The Right Honourable Tony Blair served as Prime Minister of the United Kingdom from 1997 to 2007 and Leader of the Labour Party from 1994 to 2007. After his resignation, he was appointed Special Envoy of the Quartet on the Middle East, an office which he held until 2015. He currently runs the Tony Blair Institute for Global Change.
Born in Edinburgh, Blair's father was a barrister and academic. He studied Law at St John's and then became a barrister. He became involved in Labour politics and was elected Member of Parliament for Sedgefield in 1983. He was appointed to the party's frontbench in 1988 and became Shadow Home Secretary in 1992. He became Leader of the Opposition on his election as Labour Party leader in 1994, following the sudden death of his predecessor, John Smith.

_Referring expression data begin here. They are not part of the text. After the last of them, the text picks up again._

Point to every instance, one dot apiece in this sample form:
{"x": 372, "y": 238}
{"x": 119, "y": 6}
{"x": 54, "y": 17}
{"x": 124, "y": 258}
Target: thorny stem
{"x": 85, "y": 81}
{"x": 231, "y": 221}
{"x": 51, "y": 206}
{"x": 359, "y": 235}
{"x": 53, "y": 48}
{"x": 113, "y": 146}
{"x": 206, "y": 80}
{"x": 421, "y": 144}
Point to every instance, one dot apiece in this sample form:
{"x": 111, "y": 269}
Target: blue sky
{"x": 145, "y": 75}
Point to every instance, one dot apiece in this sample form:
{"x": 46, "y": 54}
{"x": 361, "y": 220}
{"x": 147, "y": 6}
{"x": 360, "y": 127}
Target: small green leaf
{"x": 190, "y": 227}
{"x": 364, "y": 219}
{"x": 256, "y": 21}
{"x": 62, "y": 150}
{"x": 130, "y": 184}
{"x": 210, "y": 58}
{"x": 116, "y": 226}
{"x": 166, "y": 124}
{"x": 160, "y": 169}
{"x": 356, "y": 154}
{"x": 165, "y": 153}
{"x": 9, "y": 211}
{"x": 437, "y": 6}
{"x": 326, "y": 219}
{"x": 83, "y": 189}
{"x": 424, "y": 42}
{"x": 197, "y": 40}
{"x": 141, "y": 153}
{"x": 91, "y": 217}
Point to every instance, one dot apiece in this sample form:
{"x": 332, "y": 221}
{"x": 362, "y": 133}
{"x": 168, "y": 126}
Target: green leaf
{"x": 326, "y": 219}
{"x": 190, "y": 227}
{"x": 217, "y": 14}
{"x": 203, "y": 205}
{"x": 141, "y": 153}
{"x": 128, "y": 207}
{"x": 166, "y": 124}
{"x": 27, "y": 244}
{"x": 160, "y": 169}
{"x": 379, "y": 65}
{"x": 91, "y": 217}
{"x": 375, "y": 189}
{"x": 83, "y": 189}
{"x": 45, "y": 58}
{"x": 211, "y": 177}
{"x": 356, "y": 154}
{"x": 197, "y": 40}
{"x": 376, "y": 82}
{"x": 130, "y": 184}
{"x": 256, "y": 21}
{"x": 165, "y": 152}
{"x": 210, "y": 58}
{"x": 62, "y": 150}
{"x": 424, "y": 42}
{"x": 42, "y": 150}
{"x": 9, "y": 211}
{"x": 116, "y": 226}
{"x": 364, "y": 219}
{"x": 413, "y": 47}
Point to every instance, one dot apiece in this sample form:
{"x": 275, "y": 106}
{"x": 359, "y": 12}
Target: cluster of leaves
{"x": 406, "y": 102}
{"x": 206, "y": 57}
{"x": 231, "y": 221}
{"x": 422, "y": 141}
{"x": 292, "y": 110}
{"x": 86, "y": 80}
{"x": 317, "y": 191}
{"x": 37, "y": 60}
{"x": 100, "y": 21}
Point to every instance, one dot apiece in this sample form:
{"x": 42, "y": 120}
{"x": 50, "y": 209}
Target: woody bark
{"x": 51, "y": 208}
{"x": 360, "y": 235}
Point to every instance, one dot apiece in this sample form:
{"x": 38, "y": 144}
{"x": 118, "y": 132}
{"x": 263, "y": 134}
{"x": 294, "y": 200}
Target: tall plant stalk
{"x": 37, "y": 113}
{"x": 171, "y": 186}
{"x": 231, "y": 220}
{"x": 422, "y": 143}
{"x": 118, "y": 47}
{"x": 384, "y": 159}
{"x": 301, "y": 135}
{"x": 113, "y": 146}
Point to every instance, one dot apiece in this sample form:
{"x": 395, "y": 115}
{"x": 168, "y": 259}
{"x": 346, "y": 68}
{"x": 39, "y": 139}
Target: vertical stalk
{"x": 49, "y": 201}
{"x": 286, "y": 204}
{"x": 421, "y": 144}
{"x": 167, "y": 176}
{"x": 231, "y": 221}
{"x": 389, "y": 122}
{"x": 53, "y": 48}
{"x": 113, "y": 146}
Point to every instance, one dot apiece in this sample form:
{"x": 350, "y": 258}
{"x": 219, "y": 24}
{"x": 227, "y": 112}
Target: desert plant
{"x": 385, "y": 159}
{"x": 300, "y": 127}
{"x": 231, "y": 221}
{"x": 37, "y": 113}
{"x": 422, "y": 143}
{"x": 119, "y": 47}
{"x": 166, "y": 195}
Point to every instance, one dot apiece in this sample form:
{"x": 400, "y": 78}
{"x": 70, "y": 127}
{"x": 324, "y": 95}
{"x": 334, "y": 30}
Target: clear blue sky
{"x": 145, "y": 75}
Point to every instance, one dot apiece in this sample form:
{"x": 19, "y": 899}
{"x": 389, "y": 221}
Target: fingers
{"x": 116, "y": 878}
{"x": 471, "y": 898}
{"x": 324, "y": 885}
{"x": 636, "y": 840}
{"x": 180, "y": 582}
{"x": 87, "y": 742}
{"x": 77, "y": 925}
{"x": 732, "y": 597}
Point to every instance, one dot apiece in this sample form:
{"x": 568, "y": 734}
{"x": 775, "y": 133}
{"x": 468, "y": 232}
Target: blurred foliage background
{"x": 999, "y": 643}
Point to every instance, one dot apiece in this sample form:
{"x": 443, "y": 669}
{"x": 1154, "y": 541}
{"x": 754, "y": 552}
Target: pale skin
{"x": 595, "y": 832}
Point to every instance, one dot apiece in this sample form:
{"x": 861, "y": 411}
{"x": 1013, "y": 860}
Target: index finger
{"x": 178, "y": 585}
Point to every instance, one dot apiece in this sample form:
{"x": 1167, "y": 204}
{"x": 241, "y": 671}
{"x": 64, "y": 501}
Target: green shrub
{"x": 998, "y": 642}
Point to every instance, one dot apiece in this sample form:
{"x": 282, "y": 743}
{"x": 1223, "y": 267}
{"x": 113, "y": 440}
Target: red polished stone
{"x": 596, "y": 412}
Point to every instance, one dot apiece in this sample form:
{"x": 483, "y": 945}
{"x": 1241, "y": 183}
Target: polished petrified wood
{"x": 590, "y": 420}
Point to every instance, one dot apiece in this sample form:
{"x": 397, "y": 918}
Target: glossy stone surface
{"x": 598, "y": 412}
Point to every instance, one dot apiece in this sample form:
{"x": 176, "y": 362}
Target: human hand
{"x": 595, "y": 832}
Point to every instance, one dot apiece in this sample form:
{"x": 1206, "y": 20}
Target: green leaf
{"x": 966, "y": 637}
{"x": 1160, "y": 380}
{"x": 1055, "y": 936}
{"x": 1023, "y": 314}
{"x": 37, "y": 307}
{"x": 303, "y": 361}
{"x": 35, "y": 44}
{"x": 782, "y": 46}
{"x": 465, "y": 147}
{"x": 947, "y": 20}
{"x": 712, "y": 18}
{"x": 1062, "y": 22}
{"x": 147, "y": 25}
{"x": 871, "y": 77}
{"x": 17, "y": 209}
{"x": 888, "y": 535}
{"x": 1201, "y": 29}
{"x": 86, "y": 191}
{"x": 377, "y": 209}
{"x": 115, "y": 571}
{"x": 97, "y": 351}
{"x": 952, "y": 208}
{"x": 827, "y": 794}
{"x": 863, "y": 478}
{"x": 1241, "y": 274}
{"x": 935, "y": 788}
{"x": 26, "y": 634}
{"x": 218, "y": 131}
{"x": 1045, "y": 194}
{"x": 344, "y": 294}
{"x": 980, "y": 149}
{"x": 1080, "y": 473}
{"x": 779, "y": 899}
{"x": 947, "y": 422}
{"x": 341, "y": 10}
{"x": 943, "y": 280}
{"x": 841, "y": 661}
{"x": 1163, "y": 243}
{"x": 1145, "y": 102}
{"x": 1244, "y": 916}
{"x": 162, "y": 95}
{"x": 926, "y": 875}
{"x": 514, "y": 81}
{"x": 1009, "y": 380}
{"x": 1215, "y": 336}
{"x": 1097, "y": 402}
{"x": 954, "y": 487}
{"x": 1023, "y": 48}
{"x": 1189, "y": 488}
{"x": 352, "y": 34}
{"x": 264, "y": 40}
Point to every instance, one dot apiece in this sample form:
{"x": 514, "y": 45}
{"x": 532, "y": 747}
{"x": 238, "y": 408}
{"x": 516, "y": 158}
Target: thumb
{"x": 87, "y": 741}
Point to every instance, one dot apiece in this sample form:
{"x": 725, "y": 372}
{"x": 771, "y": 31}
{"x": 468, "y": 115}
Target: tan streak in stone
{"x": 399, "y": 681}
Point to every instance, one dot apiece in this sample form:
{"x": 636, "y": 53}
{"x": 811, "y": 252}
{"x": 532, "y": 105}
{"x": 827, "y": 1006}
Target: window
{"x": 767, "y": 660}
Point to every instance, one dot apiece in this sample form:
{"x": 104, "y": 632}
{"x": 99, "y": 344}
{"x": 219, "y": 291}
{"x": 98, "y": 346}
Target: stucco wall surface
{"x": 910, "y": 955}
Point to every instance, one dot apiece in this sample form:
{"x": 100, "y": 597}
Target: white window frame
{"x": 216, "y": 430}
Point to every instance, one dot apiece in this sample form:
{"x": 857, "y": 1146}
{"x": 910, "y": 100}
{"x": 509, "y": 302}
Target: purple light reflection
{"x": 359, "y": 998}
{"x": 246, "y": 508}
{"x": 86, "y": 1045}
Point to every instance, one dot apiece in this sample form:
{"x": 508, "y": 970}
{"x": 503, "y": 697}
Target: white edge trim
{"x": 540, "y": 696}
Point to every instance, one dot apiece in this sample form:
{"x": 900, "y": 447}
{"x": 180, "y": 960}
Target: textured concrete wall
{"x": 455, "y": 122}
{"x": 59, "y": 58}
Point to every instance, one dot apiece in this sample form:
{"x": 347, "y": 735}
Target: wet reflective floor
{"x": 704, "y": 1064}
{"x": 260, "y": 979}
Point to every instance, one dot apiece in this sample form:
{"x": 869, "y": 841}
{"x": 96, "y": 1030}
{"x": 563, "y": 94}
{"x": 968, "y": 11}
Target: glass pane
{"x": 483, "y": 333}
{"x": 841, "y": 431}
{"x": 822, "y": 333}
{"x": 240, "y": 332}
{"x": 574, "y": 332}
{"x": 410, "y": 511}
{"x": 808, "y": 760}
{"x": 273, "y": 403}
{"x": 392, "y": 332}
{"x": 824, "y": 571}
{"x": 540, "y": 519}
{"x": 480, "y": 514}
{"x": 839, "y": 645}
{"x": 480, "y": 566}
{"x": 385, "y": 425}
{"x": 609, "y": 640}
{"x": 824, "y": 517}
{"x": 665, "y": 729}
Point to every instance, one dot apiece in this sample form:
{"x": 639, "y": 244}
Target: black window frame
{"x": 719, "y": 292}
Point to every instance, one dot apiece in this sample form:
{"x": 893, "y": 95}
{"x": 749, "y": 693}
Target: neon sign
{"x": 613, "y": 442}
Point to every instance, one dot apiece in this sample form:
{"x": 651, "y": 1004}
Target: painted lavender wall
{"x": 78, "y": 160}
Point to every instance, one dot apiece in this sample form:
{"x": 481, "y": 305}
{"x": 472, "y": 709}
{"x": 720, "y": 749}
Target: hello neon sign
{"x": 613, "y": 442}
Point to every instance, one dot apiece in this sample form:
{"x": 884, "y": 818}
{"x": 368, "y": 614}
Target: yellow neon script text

In 1997, the Labour Party won its largest landslide general election victory in its history and achieved a parliamentary majority. Blair became the country's youngest leader since 1812 and remains the party's longest-serving occupant of the office. Labour won two more general elections under his leadership—in 2001, in which it won in another landslide), and in 2005, with a reduced majority. Blair resigned as Prime Minister and Leader of the Labour Party in 2007 and was succeeded by Gordon Brown, who had been his Chancellor of the Exchequer since 1997.
After resigning the Premiership, Blair was officially confirmed as Middle East envoy for the United Nations, European Union, United States, and Russia.
Blair has also held advisory roles at JPMorgan Chase and for Zurich Financial Services on climate change. He also gives lectures for educational institutions, including Yale and Durham University, and speaks at private events.
Blair has received multiple awards, including the American Presidential Medal of Freedom and the Liberty Medal, and is an Honorary Fellow of St John’s. He has also published a number of works, including his bestselling autobiography, A Journey, in 2010.